With school, exams, travel and many other factors to overcome during their preparation, Academy Head Coach, Jamie Langley, gives the low down on all things under 19.
“Yes, its a massive game. Wigan have always had a huge reputation, and their academies have been up there with the likes of Leeds, St Helens and Warrington. Aptly demonstrated now through the amount of young players making into their first team squads in Super League.
“I think we are all trying to emulate that process, too. The goal, of course is to bring young players through your system and culture, and take your first team forward in the future. Credit to Wigan, especially, for doing that. They are up there again this season, and are probably the strongest team in our competition leading the league table.”
“We have improved an awful lot this year. We carried a lot of our under 17 players through with us who are now under 18. They are the middle age players and they now understand a lot more of what is required of each of them.
“In fact, I think they understand the game of rugby league a lot more too, which is great. Due to this, we have made a lot of progress with them as individuals, and as a team unit as well. We’ve challenged a lot of teams this year, both home and away, which is a real improvement.”
“I probably wouldn’t say we’ve been unlucky. That’s not the expression I would use. I would say we’ve been in a lot more games this season where with 15 minutes to go we’ve either been 4-6 up or 4-6 points behind, and we’ve ended up drawing or not finding a way to win the game.
“I sat down with coaching staff, players and some of the senior players to address the issue, and we have now worked a lot more on the psychological aspects of being a rugby league player and instilled a lot more character, belief and grit into the boys.
“We’ve worked on this alongside the tactical aspect of training sessions, and that’s where we’ve improved the most. I think the boys now have the ability to go into games with a winning mentality. They genuinely feel they can go out there and get the results now, whereas with academies of the past here, I don’t feel did.”
“Well, up north the game is considered a way of life in places like Warrington, Castleford and the like. There’s a lot more experience within the game up there.
“The boys here haven’t had enough training hours, playing hours and purposeful practice hours, and that sometimes shows up in games. In the key moments you rely on people to do things that you expect to come naturally to them – like dive on a loose ball or to make a certain play at a certain time – things you take for granted when you’ve played the game since the age of 7.
“It’s like a built up a muscle memory that your brain triggers almost automatically, and because we haven’t built it up, it’s what we are drilling into them through the scholarship and academy so that it’;s there by the time they hit the first team.”
“Obviously it does make me feel proud, but at the end of the day that’s my job.

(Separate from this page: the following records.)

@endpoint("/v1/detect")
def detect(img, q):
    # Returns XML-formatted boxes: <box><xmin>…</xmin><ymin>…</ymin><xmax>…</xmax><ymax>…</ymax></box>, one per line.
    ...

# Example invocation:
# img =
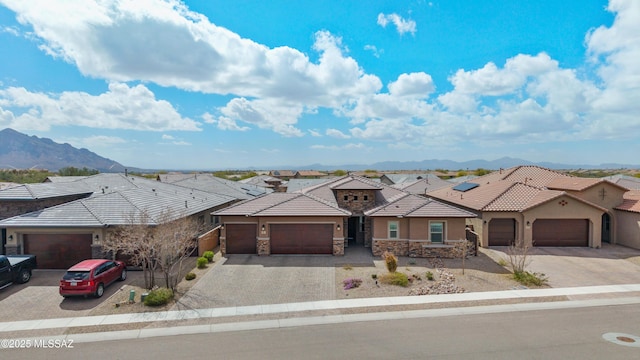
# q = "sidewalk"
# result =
<box><xmin>0</xmin><ymin>284</ymin><xmax>640</xmax><ymax>342</ymax></box>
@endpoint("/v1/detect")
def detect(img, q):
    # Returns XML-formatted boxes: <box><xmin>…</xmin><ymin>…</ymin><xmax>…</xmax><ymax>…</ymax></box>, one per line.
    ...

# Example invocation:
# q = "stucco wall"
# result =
<box><xmin>616</xmin><ymin>210</ymin><xmax>640</xmax><ymax>249</ymax></box>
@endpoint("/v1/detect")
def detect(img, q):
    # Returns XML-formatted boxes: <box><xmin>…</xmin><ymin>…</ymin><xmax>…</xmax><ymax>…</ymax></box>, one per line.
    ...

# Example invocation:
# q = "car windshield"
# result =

“We’ve seen the likes of Bienek, Bustin, Pointer, Adebiyi and Pearce-Paul come through to the full team only at the beginning of this season, and yes I am proud to watch their progress as they make their way on to, hopefully, great things in the game.
“I am a competitor and always will be. I played the game for many years, and first and foremost I want to win, but I understand that the job is about developing players and getting them to the first team.
“If we can get four like we did last year up in to the first team, we might get another two or three this year. Even if we get one, then we have a successful programme here.
“We have to take it year on year. I want these boys to play at the highest level of the game, and with the first team doing well in the Championship, its a good place for the academy players to be right now.”